La parole « Effata ! Ouvre-toi », que le Christ prononce sur le sourd-muet en touchant ses oreilles et sa langue est une parole efficace qui concerne chacun d’entre nous. Il s’agit d’un ordre et d’un programme de vie.

*Ouvre-toi, toi qui t’enfermes dans la solitude et qui portes toute souffrance comme une rancœur.

*Ouvre-toi, toi qui es clos sur ton passé et qui traînes à longueur de vie le fardeau de tes souvenirs.

*Ouvre-toi, toi qui attends toujours d’être aimé pour te mettre en route vers l’autre.

*Ouvre-toi à cet homme, à cette femme, à cet ami(e), qui est encore plus seul(e) que toi, plus muet(te), et qui ne veut plus rien entendre parce que tu l’as trop souvent déçu (e).

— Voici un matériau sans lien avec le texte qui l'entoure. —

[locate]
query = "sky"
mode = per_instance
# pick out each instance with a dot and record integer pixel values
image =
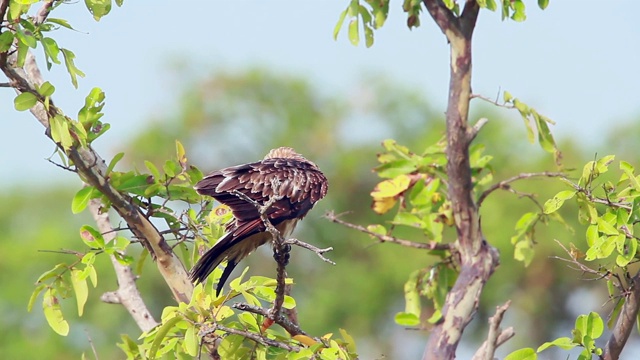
(575, 62)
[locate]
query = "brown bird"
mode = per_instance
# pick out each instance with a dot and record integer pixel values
(282, 173)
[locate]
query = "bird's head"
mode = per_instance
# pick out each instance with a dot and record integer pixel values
(285, 152)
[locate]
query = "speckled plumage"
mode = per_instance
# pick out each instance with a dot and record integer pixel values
(282, 172)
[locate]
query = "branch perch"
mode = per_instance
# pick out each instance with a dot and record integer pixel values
(280, 253)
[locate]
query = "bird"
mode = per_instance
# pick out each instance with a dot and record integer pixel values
(283, 173)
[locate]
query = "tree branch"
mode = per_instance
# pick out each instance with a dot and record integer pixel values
(280, 253)
(432, 245)
(93, 170)
(249, 335)
(478, 259)
(496, 336)
(291, 327)
(504, 184)
(316, 250)
(127, 293)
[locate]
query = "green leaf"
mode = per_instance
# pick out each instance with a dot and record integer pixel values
(544, 134)
(522, 354)
(629, 171)
(6, 39)
(34, 296)
(407, 319)
(81, 199)
(336, 29)
(606, 228)
(74, 72)
(161, 333)
(26, 39)
(354, 35)
(25, 101)
(412, 295)
(53, 313)
(191, 341)
(552, 205)
(51, 50)
(113, 162)
(590, 326)
(91, 237)
(56, 271)
(613, 316)
(524, 252)
(98, 8)
(60, 131)
(249, 320)
(80, 288)
(564, 343)
(46, 89)
(61, 22)
(518, 10)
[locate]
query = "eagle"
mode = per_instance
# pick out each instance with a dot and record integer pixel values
(296, 182)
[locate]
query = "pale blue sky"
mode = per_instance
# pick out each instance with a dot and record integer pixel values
(576, 62)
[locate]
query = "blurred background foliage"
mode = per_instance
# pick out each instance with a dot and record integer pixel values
(228, 118)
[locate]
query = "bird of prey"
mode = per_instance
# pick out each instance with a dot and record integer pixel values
(282, 173)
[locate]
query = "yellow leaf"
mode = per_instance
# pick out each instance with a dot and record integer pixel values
(391, 187)
(383, 205)
(53, 313)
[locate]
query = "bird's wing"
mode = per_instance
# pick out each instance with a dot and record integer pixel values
(299, 183)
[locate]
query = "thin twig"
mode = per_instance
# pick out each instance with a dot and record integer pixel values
(488, 348)
(316, 250)
(431, 245)
(291, 327)
(207, 330)
(473, 131)
(504, 184)
(280, 252)
(494, 102)
(127, 293)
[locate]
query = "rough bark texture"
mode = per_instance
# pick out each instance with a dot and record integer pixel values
(478, 259)
(93, 170)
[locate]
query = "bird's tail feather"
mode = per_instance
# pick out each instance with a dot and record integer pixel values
(211, 259)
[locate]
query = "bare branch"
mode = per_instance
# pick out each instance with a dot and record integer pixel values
(127, 293)
(280, 254)
(478, 258)
(247, 334)
(316, 250)
(93, 170)
(494, 102)
(496, 336)
(432, 245)
(625, 323)
(504, 184)
(291, 327)
(473, 131)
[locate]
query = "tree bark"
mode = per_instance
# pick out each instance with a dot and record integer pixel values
(477, 258)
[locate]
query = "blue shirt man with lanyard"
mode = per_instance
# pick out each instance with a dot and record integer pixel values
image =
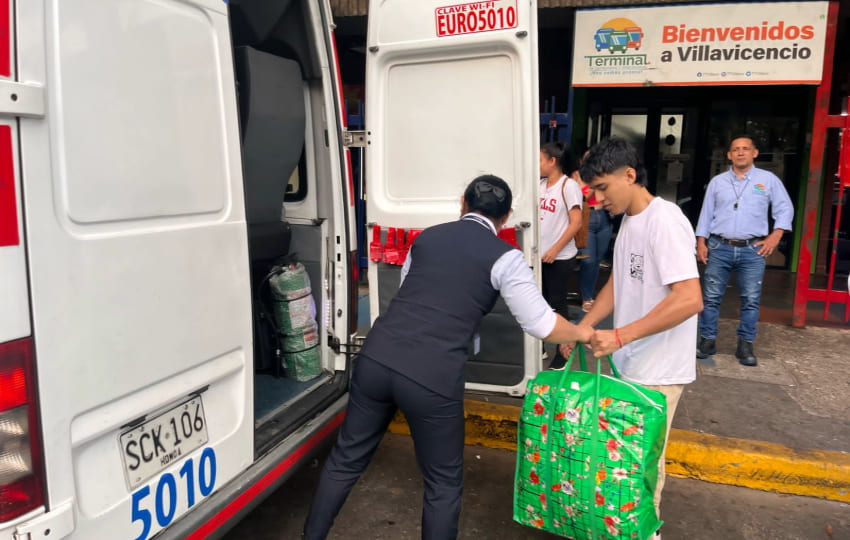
(732, 234)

*Ouvre-toi, toi qui enfermé dans tes soucis personnels et dans tes relations habituelles.

*Ouvre-toi à la nouveauté que Jésus te propose.

*Ouvre-toi surtout à la Parole de ton Dieu, qui vient te donner la force et la liberté, et qui agrandit chaque jour, si tu le veux, l’espace de ton espérance.

Puisse cette célébration eucharistique, faite en mémoire du Christ, être à la fois la source et l’expression de notre ouverture à lui comme à l’égard de nos frères et sœurs.

Amen.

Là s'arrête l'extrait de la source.